By looking up digits of $\pi$ on the computer or on a calculator, you're doing the same thing, looking up previously computed approximations where the value of $n$ is big enough that $E_n$ is within the rounding error for however many digits you asked for.

Answer 2

The point is that $\pi$ is usually defined as the ratio between the circumference of a circle and its diameter, rather than as a particular numerical value. One can compute the numerical value of $\pi$ to some (even arbitrary) precision in many ways, but this particular integral gives a quick way to give an easy but relatively tight upper bound on its value using essentially geometric means, i.e., using the above definition of $\pi$: The appearance of $\pi$ in the value of this integral comes from the occurrence of the arctangent function in the antiderivative of the integrand, and this itself follows quickly from the unit circle definitions of certain trigonometric functions.

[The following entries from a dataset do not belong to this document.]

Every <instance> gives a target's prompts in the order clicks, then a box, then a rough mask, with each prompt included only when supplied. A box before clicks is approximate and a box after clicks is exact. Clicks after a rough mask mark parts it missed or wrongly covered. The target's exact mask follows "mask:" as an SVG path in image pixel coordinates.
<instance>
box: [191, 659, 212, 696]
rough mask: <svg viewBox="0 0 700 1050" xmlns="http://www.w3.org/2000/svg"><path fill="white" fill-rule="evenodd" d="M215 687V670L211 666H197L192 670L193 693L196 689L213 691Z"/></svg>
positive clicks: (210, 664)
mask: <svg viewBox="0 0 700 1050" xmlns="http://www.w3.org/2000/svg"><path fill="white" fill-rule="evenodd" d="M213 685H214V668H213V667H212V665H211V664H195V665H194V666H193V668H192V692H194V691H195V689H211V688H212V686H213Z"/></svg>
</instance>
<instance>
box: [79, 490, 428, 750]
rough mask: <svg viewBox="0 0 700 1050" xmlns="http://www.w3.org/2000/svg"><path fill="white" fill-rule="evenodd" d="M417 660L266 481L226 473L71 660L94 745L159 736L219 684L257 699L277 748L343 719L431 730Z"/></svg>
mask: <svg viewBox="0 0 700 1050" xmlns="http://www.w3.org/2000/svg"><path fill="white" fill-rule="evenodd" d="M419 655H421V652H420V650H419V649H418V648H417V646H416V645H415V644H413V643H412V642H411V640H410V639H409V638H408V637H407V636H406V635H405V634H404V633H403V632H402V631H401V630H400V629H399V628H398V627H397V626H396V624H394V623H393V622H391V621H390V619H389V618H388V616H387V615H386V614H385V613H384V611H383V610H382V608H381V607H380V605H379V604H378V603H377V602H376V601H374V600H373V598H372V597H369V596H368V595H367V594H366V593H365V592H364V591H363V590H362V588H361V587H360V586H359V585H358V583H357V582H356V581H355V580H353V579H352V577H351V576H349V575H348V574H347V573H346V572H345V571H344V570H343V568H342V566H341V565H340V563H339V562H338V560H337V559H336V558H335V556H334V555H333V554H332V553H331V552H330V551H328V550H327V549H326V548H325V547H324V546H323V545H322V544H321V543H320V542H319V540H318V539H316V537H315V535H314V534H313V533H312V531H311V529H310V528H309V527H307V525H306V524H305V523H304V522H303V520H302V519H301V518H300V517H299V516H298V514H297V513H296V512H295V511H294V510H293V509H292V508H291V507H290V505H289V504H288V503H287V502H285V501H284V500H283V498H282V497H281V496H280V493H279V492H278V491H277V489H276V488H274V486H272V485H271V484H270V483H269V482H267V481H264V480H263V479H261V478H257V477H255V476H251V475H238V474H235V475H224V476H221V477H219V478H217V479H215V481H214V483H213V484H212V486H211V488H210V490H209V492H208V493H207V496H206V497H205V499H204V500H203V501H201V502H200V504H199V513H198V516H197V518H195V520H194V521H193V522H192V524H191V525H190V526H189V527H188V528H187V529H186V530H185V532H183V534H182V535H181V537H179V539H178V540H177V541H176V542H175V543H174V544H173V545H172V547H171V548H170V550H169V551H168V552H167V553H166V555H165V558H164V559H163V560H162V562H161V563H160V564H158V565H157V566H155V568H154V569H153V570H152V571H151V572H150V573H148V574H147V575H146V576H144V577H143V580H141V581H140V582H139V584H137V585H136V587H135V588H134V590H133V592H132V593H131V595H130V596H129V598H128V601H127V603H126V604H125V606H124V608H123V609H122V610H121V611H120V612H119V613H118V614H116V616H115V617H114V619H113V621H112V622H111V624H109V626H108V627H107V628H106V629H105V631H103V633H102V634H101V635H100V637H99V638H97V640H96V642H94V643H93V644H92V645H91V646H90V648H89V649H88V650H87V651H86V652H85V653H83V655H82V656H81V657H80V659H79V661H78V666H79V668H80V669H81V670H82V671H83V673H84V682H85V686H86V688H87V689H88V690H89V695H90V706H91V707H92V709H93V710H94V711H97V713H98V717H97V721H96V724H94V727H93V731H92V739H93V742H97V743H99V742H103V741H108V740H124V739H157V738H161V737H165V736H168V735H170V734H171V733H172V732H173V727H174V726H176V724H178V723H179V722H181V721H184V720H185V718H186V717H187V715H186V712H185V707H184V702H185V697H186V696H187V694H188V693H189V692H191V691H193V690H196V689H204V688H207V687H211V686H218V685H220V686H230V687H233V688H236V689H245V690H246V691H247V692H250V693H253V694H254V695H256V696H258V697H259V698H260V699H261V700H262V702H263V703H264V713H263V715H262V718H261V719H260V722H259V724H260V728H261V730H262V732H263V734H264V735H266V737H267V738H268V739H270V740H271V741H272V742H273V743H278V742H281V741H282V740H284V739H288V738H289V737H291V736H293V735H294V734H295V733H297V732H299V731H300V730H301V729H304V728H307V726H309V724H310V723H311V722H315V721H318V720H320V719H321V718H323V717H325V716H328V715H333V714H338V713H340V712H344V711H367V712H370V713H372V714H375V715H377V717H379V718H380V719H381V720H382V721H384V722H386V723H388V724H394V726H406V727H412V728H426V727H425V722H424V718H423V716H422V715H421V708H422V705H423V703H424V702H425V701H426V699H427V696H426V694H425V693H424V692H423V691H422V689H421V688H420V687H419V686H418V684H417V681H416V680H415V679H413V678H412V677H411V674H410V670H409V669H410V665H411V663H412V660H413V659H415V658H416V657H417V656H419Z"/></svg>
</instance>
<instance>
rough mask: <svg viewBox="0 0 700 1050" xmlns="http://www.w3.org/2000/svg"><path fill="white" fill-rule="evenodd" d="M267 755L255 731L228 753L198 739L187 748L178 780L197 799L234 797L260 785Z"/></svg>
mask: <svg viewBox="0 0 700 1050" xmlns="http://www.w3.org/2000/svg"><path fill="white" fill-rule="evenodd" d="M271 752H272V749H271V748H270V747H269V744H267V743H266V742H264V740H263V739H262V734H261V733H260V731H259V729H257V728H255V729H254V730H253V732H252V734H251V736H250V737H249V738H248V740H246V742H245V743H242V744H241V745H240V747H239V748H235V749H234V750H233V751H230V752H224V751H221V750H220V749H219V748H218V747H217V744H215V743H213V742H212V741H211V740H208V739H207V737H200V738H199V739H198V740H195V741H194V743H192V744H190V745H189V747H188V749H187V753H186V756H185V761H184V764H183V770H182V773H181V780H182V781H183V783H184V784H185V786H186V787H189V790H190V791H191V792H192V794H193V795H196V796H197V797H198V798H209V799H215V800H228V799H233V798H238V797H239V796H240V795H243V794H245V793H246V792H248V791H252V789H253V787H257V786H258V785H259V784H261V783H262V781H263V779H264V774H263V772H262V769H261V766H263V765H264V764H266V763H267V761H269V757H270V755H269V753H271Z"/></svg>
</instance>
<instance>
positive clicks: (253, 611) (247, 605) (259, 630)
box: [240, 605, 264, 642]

Note too that one can quickly a get cheap but good lower bound on $\pi$ by comparing with a similar function: $$\frac{22}{7} - \pi = \int_0^1 \frac{x^4 (1 - x)^4}{1 + x^2} dx < \int_0^1 x^4 (1 - x)^4 dx = \frac{1}{630} .$$ Rearranging gives that $$3.14126 \ldots = \frac{1979}{630} < \pi < \frac{22}{7} = 3.14285 \ldots ,$$ and using the midpoint of these bounds gives an estimate for $\pi$ sure to be accurate to within $\frac{1}{1260} < 10^{-3}$.

Applying the same sort of considerations to the integrals $$\int_0^1 \frac{x^{4 n} (1 - x)^{4 n}}{1 + x^2} dx$$ for larger integers $n$ gives even better (and, for $n$ not too large, still relatively efficient) approximations. For example, $n = 2$ yields $$3.1415917 \ldots = \frac{47171}{15015} < \pi < \frac{3849155}{1225224} = 3.1415928 \ldots ,$$ which yields an estimate accurate within $10^{-6}$.

Answer 3

No. We cannot $\text{“}\,$just say that $\pi=3.141592653589793238\ldots\,{}\text{''}$. That requires proof! How can we possibly know that $\pi=3.141592653589793238\ldots$ without doing a lot more work than computing that integral?